There is hardly a new project where the parties do not conclude a confidentiality agreement – or a non-disclosure agreement, as it is known in technical jargon. Such clauses are also popular in what is known as know-how contracts. The parties always agree that one party will provide the other party with information (“confidential information”, “technology”, “know-how”), and that the other party may only use – or no longer use, as the case may be – this information under certain conditions.

However, the subject of such an agreement, i.e. the know-how, is hardly ever defined.
As a result, such agreements often lead to conflict. And this conflict almost always centres on the subject and scope of the confidentiality agreement. These disputes are usually particularly unpleasant for the party who is obliged to maintain confidentiality or the licensee, who typically has to prove that it owned the know-how before entering into negotiations with the owner of the confidential information or the licensor, or that it independently developed this know-how by itself and that the licensor therefore (no longer) has any claims against it. It is just as difficult to prove this allegation as it is to prove parallel creation in copyright law, which is said to be as rare as hen’s teeth.

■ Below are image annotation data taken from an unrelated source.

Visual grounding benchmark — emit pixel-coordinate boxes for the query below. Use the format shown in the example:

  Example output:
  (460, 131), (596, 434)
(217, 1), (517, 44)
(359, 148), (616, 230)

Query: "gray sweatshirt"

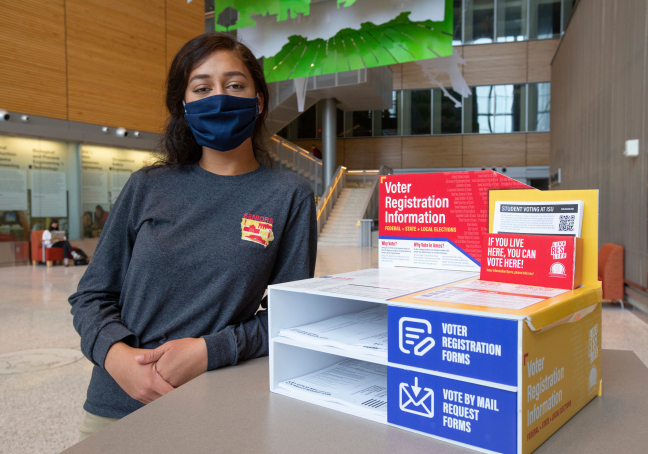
(69, 165), (317, 418)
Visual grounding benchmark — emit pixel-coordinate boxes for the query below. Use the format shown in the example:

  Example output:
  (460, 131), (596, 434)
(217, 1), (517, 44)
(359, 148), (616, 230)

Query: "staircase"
(317, 188), (372, 247)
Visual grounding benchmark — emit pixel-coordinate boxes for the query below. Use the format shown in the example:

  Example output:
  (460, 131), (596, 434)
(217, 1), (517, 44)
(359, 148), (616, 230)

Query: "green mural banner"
(215, 0), (453, 82)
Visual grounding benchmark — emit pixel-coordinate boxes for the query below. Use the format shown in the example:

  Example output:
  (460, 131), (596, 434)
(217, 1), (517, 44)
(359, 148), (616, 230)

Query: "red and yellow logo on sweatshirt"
(241, 213), (274, 247)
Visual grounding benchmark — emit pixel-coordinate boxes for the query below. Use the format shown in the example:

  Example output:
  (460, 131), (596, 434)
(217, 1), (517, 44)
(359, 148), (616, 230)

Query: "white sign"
(277, 268), (478, 301)
(0, 169), (28, 211)
(493, 200), (584, 238)
(81, 171), (108, 204)
(31, 170), (67, 218)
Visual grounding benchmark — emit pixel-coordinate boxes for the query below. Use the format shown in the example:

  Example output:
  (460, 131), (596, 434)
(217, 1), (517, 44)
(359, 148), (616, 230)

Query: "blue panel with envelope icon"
(387, 367), (517, 453)
(387, 305), (518, 386)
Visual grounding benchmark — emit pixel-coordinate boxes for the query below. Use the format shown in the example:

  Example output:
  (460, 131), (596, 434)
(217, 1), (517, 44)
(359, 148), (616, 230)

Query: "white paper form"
(493, 200), (584, 238)
(279, 268), (479, 301)
(454, 280), (569, 298)
(279, 359), (387, 417)
(414, 287), (547, 310)
(279, 305), (387, 359)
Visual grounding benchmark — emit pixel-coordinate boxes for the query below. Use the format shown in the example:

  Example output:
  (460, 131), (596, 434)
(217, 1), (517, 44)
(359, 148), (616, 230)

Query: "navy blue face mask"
(184, 95), (259, 151)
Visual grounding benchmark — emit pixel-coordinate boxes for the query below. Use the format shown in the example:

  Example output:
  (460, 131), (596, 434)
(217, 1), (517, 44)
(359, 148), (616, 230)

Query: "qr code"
(558, 214), (576, 232)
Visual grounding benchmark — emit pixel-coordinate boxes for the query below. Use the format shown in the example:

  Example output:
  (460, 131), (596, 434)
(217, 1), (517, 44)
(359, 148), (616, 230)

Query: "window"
(403, 89), (432, 136)
(497, 0), (528, 42)
(295, 104), (317, 139)
(464, 85), (526, 134)
(373, 91), (400, 136)
(529, 0), (569, 39)
(344, 110), (373, 137)
(529, 82), (551, 131)
(465, 0), (495, 44)
(314, 101), (344, 139)
(432, 88), (461, 134)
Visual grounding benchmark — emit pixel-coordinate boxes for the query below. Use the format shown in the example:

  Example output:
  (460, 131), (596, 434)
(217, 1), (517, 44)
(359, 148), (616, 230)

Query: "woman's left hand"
(135, 337), (207, 388)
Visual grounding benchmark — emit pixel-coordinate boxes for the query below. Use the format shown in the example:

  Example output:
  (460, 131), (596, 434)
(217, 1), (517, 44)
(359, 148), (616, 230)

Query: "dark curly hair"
(156, 33), (271, 167)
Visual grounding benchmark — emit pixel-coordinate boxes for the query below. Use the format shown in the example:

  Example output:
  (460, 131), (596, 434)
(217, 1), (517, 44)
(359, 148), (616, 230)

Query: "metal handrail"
(269, 134), (324, 197)
(358, 166), (394, 247)
(317, 166), (347, 233)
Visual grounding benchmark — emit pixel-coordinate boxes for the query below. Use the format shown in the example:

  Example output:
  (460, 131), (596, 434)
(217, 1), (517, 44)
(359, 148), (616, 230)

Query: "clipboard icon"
(398, 377), (434, 418)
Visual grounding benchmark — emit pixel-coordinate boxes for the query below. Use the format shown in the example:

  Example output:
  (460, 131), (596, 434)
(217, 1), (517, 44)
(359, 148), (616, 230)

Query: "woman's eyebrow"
(189, 74), (211, 83)
(223, 71), (247, 79)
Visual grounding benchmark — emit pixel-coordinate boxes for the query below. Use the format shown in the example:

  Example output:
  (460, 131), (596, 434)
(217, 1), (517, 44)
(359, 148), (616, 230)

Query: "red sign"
(480, 233), (581, 290)
(379, 170), (531, 268)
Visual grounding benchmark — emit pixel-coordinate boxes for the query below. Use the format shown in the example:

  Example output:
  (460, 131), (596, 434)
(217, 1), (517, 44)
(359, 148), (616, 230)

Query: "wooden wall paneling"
(463, 42), (527, 85)
(403, 135), (462, 169)
(527, 39), (560, 82)
(526, 132), (551, 166)
(551, 0), (648, 286)
(66, 0), (167, 132)
(165, 0), (205, 68)
(463, 134), (526, 167)
(0, 0), (67, 120)
(401, 46), (463, 90)
(344, 137), (403, 170)
(389, 63), (403, 90)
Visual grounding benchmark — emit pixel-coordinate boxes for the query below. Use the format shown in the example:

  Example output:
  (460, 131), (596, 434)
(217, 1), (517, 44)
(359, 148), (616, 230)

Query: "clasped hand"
(104, 338), (207, 404)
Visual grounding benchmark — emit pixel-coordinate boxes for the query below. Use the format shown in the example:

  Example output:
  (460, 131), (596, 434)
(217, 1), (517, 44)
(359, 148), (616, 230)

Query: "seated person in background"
(43, 219), (85, 266)
(81, 211), (92, 238)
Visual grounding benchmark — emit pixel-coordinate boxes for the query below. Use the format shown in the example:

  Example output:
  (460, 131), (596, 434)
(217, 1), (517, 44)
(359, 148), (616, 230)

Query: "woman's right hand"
(104, 342), (175, 404)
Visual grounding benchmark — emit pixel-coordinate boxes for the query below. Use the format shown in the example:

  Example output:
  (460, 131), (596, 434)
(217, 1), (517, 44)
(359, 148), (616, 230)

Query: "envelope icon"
(399, 383), (434, 418)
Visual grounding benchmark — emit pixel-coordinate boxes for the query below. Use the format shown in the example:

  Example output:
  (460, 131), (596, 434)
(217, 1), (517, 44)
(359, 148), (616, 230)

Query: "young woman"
(70, 33), (317, 438)
(43, 219), (85, 266)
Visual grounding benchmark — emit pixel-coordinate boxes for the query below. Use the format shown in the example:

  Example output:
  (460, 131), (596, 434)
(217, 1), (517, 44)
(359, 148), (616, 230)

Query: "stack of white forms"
(278, 304), (387, 361)
(279, 359), (387, 420)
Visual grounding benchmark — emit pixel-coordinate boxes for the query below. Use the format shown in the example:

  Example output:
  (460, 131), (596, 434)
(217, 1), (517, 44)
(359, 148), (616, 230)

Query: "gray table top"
(65, 350), (648, 454)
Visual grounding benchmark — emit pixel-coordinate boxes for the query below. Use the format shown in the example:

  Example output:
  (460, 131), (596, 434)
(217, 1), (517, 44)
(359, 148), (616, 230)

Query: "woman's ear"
(257, 93), (264, 114)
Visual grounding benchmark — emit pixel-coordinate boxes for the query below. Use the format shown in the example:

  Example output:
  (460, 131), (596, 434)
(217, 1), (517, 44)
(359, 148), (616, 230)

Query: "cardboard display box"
(268, 175), (601, 453)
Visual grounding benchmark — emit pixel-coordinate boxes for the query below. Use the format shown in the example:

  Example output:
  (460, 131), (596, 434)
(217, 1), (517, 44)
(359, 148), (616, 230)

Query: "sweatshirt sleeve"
(203, 192), (317, 370)
(69, 174), (138, 367)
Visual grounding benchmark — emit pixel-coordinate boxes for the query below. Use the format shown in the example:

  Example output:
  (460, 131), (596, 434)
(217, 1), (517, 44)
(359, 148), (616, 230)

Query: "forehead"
(189, 50), (252, 80)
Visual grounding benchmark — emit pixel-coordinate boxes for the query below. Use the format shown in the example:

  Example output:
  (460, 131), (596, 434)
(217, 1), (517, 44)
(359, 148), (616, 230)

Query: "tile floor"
(0, 247), (648, 454)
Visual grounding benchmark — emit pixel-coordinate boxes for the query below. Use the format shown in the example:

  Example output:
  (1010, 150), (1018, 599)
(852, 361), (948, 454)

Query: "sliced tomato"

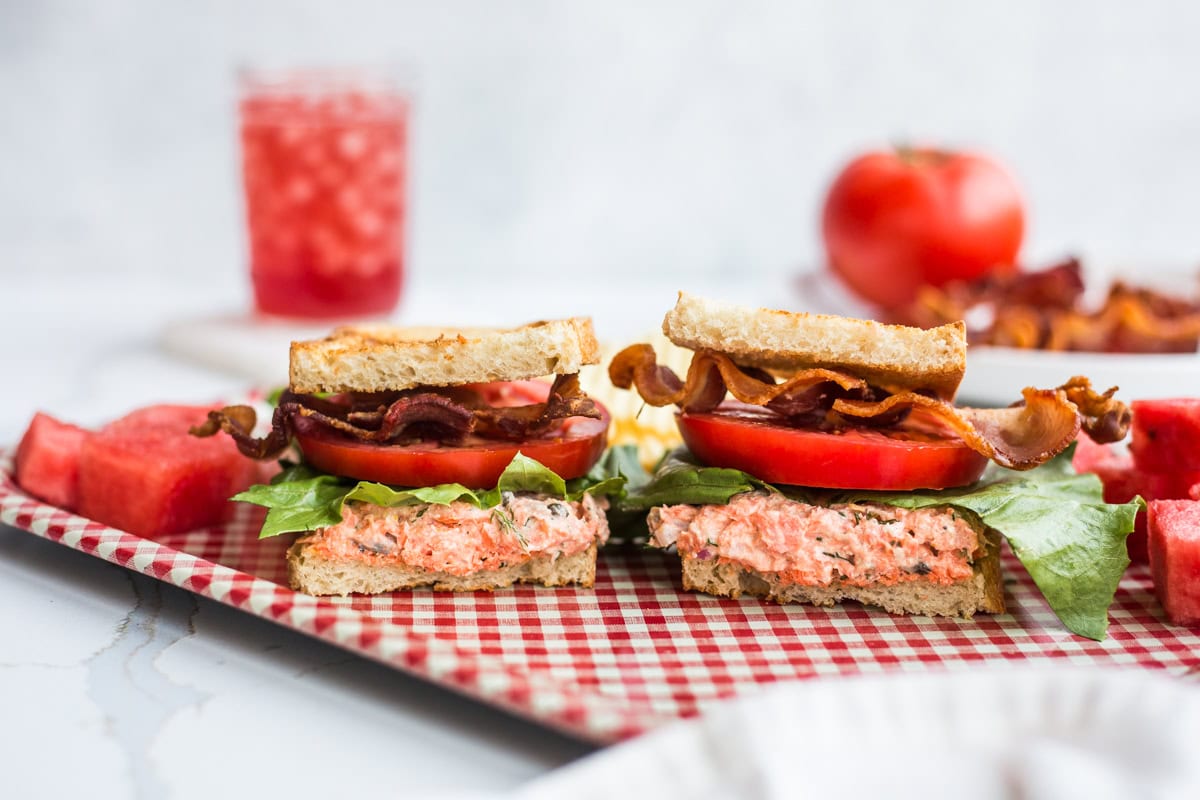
(295, 381), (608, 489)
(678, 401), (988, 491)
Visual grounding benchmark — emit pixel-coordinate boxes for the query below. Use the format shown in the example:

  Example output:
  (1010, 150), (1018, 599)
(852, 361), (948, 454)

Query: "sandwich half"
(194, 319), (624, 595)
(610, 293), (1135, 636)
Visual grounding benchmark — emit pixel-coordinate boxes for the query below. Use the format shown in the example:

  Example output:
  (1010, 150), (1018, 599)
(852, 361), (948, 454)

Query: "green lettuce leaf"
(618, 449), (1145, 639)
(618, 447), (775, 511)
(233, 447), (629, 539)
(839, 451), (1145, 640)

There is, however, a very simple alternative. The provider can protect everything that it regards as its intellectual property with absolute rights by registering a patent and/or a design. Subsequent negotiations with potential partners can then proceed trouble-free.

Other problems associated with the “protection” granted by confidentiality agreements are that such agreements are not yet standardised at an international level, the outcome of disputes is very difficult to predict, and as such disputes also depend heavily on the circumstances, they are more expensive than the average. Current employee turnover rates also mean that owners of valuable information would be extremely well advised to not only protect their information by way of contracts, but also with intellectual property rights. On the other hand, companies that do not create their own innovative products should not engage in negotiations with external parties if they may have to prove at a later date that they did not make dishonest use of another’s intellectual property.

Cost is often cited as a reason for preferring confidentiality agreements. However, if we consider that a few thousand francs for an international patent application grant an option of almost three years of global patent protection and that the information that needs to be protected usually represents a substantial investment, and if we also think about the effects of a dispute on the company’s professional image, it is clear that this is cutting corners in the wrong places.